Different methods and constant new research being done on subjects related to procrastination, laziness, productivity, time motion and so much more. This is because time is a finite asset and society is continuously finding ways to maximize the time that is given to us taking in account unproductive time wasted on lying around, scrolling social media and other delaying tactics done by mere mortals to avoid or delay needed tasks. Procrastination is not a hopeless problem, and there are numerous strategies to win against procrastination.
The night before, take a few minutes to list out the things you will do for tomorrow.
Allot a time to write down or list down your to-do tasks for the following day. Some still rely on listing down on a piece of paper, but for many of us, it involves inputting functions in our mobile phones or gadgets. Also, there are added features in noting schedules through the phone like having reminders and alarms. By recording your to-do lists, you can reflect or browse through previous listings to see which tasks you are delaying and if you accomplished your tasks after how many days. As Marjie L. Roddick, MA, NCC, LMHC explains the process, “When you challenge yourself to learn a new skill, you are building your intellectual health. People who pay attention to their intellectual wellness often find that they have better concentration, improved memory, and better critical thinking skills.”
REVIEW YOUR PLAN
Examine the list and check if there is one thing you can do right now.
While organized people appreciate lists, notes, reminders, etc., others find it annoying and limiting in a sense. For them, it also creates an environment of anxiety and urgency. One can so focus on finishing the lists and doing everything by the end of the day. Due to the stress associated with the lists, it is recommended by experts to at least address one item on your list upon writing it. It is best to remember that the list is there to help you become productive in your daily lives. The list shouldn’t control the individual.
Break down big tasks or goals into manageable small tasks.

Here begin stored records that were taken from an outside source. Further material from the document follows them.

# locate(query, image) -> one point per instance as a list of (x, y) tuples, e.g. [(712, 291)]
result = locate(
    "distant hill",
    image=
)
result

“Some stress on a person is a normal part of everyday life. This ‘good stress’ called ‘eustress’ can help propel you forward and motivate you to achieve goals.” Aarti Gupta, PsyD, a clinical director said. However, taking on a huge goal with an unrealistic timeline is unachievable for someone with no superpowers. Understand your limitations which including identification of down hours as well as your energy spikes. By being aware of these scenarios, you can appropriately schedule the most difficult tasks during periods of full energy and more relaxed tasks during the “sleepy” hours. It is best to address complex goals into a specific action plan suitable for that particular day only. Attack the situation phases by phases rather than the whole thing all at once to avoid burnout.
Quit trying to achieve perfection.
Don’t work so hard to finish the list flawlessly day after day. There would be times that you will miss something from your list. Don’t take it too hard on yourself. Let it go. You can just continue with the list tomorrow. Also, when setting time element in your inventory, always give ample time and create alternative options when something comes up.
Sometimes, procrastination is partly due to fear. Fear of doing something or face something makes us creative in making up excuses. “Fear, or getting scared, is an emotion that’s part of our biology as human beings, just like other emotions such as sadness, joy and anger. It serves a purpose that’s crucial to our ability to survive,” says Steve Orma, PsyD, a clinical psychologist. Challenge yourself to face fear every day. This will turn fear into some game. You will thankful in the future because inaction can be costly.